Incapable de savoir quel geste viendrait nous préserver de la menace du prédateur invisible, ou quelle rencontre, voire impondérable, scellerait fatalement notre sort.  

Jean-David Zeitoun, médecin et épidémiologiste, soutient dans une tribune publiée le 23 mars dans « Le Monde », que les épidémies connaissent plus de régularités que de singularités. A savoir un drame, noué en 3 actes : d’abord le déni « La probabilité d’une épidémie en France est extrêmement faible parce qu’on a un dispositif », « Le risque d’importation est pratiquement nul » ou « Le risque de propagation est très faible » (Agnès Buzyn). Puis la reconnaissance : « L’épidémie est à nos portes », enfin la réponse publique, aussi chaotique soit-elle.

Mais d’autres constantes caractérisent pareillement les épidémies selon le chercheur : « la recherche de responsables, la stigmatisation de communautés, l’échec partiel des interventions sociales, les pertes humaines chez les soignants ».

Face à cela, et démunis comme nous le sommes, le confinement apparait comme la pire des solutions, à l’exception de toutes les autres, puisque nous ne nous sommes pas dotés de moyens de dépistages à grande échelle, comme les coréens, les taïwanais ou les… allemands !

La grippe « espagnole », qui n’était pas ibérique pour un sou, mais plus sûrement américano-chinoise, aura vu que les villes américaines qui se sont claquemurées le plus tôt (comme New-York) sont aussi celles qui ont subi le moins de mortalité, quand celles qui ont tardivement réagies (comme Pittsburgh) ont connu une hécatombe.

Par ailleurs, la souche du virus H1N1 de 1918 aura connu 3 pics, dont 2 en 1918. Le deuxième fut le plus mortel, notamment auprès des enfants et des jeunes, faute de n’avoir pas maintenu durablement le confinement…

Il ne s’agit donc pas de discuter de la justesse sanitaire de la mesure, aussi liberticide parait-elle, mais d’interroger sa traduction sociale, psychique et politique.

Dans une tribune publiée aujourd’hui dans « Le Monde », l’économiste Eloi Laurent annonce que « Le confinement et la “distanciation sociale” vont aggraver l’épidémie de solitude déjà à lœuvre ».

« La société du sans contact » n’a en effet aucun avenir. Mais elle s’inscrit dans la singularité absolue d’un présent sans repères sociaux antérieurs équivalents.

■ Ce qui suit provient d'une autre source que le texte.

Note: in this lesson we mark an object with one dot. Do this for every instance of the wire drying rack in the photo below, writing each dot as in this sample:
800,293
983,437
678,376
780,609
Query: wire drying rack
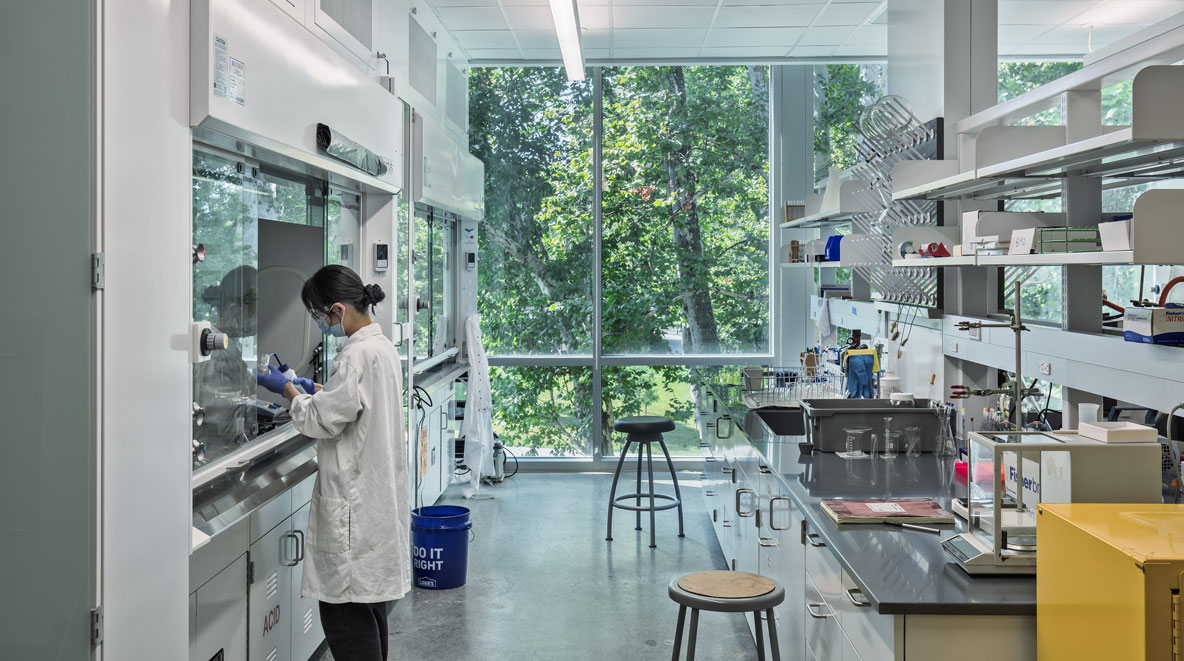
787,386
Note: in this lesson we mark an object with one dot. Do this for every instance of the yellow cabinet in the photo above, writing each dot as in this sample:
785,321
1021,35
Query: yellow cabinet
1108,581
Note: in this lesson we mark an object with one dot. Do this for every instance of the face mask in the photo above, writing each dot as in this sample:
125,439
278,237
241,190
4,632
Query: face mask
336,329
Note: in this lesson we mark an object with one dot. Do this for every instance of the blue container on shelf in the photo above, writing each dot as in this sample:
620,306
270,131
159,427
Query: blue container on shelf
439,546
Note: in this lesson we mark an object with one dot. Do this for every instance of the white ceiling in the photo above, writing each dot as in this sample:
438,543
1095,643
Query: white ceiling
632,30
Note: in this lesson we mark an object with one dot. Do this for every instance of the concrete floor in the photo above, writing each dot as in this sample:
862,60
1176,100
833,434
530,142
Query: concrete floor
544,583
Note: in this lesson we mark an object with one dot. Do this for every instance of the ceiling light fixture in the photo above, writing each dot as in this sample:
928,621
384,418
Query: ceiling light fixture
567,27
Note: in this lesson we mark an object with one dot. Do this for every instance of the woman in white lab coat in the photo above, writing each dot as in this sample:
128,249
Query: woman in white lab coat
358,540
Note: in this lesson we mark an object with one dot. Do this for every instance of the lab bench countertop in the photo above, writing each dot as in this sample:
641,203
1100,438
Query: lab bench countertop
902,572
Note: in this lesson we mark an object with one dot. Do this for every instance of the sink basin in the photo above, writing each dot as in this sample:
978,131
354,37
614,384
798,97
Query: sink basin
783,422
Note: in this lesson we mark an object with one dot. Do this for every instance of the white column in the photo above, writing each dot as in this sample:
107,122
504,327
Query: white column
792,153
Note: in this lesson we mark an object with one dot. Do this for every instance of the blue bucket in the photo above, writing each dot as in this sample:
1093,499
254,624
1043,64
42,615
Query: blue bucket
439,546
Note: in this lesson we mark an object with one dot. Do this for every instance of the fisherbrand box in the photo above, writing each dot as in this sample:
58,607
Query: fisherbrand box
1154,326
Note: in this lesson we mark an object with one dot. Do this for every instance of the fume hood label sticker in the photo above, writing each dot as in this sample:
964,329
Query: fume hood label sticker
237,82
222,65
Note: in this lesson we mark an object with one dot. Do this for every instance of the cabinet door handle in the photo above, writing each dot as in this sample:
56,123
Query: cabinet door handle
857,603
771,524
810,609
740,509
295,560
719,427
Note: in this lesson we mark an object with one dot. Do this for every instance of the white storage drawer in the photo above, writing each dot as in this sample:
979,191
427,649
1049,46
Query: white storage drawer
823,568
870,633
823,634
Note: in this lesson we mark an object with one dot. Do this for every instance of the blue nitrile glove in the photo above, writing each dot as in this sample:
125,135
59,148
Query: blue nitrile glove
272,379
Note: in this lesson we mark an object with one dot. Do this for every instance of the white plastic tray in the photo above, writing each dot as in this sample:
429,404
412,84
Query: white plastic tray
1118,432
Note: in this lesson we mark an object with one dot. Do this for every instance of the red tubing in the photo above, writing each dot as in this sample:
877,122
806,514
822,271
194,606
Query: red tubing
1163,295
1113,306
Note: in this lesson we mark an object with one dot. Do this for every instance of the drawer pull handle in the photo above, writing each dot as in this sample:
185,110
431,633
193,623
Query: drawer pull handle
739,507
771,501
810,609
857,603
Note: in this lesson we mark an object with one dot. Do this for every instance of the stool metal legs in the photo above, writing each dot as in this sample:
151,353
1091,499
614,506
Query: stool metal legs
674,476
612,492
644,457
760,636
641,450
677,634
772,634
694,631
649,462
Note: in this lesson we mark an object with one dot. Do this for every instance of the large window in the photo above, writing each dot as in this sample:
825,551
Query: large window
683,254
686,210
533,130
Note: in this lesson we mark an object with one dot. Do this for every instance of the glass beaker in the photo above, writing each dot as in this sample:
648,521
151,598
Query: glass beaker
892,444
854,444
913,441
945,444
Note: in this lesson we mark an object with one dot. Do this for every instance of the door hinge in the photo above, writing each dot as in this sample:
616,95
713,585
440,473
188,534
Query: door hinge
96,626
97,270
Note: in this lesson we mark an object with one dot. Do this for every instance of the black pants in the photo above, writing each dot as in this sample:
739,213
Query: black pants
355,631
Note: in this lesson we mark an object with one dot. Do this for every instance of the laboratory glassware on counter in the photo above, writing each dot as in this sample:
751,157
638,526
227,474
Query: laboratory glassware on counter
912,440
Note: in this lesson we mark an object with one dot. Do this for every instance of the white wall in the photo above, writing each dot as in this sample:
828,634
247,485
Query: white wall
146,235
46,329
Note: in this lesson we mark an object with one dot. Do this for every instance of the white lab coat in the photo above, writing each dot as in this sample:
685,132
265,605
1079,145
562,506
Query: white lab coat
478,409
359,546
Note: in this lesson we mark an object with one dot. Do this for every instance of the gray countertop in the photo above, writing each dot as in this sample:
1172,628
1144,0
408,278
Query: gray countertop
902,572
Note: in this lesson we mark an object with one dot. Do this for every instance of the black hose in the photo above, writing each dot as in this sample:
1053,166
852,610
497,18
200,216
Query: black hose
507,450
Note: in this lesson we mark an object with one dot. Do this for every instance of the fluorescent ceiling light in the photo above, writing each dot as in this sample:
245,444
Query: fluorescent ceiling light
567,29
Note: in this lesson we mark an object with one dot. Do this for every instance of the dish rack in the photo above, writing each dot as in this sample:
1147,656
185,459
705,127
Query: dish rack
787,386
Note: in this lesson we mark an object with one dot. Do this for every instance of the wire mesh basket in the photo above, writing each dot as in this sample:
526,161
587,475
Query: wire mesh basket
787,386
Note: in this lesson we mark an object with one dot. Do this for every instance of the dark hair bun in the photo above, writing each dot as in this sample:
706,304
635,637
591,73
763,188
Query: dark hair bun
374,294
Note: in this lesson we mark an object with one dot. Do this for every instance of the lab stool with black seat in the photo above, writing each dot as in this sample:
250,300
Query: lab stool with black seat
644,431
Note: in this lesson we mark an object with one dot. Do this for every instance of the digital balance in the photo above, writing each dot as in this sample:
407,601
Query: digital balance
1012,472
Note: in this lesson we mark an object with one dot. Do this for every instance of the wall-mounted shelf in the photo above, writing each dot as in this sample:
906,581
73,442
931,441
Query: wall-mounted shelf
934,262
1031,161
1057,258
812,264
837,201
1156,238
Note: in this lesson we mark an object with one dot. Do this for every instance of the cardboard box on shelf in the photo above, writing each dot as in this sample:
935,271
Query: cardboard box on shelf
1153,326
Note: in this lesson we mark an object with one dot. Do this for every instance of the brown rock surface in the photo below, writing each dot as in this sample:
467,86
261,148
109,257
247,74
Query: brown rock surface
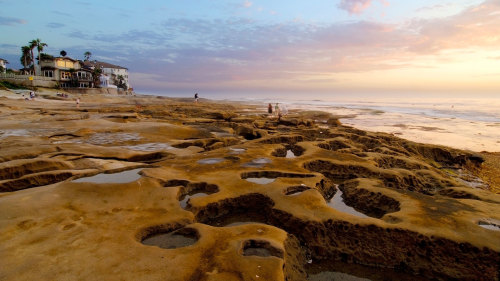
146,188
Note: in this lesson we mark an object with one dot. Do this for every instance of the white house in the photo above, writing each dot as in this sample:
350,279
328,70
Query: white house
3,63
110,73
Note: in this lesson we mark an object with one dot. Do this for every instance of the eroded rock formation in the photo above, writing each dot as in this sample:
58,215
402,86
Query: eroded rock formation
223,192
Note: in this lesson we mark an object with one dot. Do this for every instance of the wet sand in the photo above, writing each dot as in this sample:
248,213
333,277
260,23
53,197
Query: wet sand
150,188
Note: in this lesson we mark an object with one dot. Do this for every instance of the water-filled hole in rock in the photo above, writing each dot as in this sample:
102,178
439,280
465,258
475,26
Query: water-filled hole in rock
337,203
490,226
261,248
172,240
290,154
296,190
210,161
237,150
258,163
184,199
338,270
261,180
190,190
121,177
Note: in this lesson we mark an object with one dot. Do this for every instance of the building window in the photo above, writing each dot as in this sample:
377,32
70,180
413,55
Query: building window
65,75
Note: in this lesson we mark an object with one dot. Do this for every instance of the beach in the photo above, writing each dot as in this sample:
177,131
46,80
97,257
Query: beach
152,187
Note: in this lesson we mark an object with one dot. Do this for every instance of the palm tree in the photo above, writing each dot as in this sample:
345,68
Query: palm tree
87,55
39,48
32,45
96,77
39,45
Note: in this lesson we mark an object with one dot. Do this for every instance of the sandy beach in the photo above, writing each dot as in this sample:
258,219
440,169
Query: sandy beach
157,188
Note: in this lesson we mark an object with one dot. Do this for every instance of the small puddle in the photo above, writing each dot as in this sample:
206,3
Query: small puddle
237,150
490,226
121,177
210,161
261,248
337,270
258,163
173,240
328,275
261,180
290,154
296,190
238,223
222,134
110,138
337,203
149,147
183,200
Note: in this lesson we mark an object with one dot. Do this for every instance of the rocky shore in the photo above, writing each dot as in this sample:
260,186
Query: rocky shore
153,188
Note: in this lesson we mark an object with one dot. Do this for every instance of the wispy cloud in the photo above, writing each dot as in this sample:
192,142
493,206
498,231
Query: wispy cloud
354,6
11,21
186,53
55,25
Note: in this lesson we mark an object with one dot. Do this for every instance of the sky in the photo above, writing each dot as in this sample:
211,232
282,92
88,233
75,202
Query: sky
272,46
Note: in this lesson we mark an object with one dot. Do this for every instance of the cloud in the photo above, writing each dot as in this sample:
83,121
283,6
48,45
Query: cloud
213,53
354,6
11,21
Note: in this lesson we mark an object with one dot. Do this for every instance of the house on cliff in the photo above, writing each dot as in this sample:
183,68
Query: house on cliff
114,75
68,72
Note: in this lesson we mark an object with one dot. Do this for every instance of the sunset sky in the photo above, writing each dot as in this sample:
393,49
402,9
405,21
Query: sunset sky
358,46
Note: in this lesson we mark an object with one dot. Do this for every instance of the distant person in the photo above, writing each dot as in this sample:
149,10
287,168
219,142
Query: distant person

A ce sujet, Laurent rappelle que la vie en bonne santé exige le principe de confiance envers l’autre, et la multiplicité des contacts. Ainsi, dans « l’expérience sanitaire de la crèche collective pour des enfants âgés de quelques mois à peine, la socialisation biologique est un précieux atout qui permet de construire l’immunité à long terme et dont les effets bénéfiques apparaissent dès la deuxième année d’existence ».

« A l’inverse, l’isolement social conduit à des pertes d’espérance de vie », avec un« risque de mortalité prématurée [qui] augmente de 50 % »

Injonction socialement contradictoire

De sorte que face à un évènement contemporain sans précédent, il nous est demandé de continuer à faire société, mais à distance des autres. Au reste, certains citoyens ajoutent à l’éloignement des règles non écrites, en s’interdisant même d’échanger avec leurs voisins dans la rue, par peur d’être surpris, voire dénoncés…

Ce renversement radical des sociabilités les plus élémentaires, au nom de la protection ou de la préservation de la vie, incite à regarder son prochain comme le vecteur potentiellement insidieux d’un mal aussi noir que la mort. Laquelle n’attendrait que la première occasion pour bondir dans notre corps.

Paradoxalement, c’est la défiance qui devient censément source de confiance, exactement comme dans les romans antitotalitaires de Huxley ou d’Orwell, dans lesquelles toutes les normes sociales imposées par le pouvoir totalisant sont à la renverse des nôtres.  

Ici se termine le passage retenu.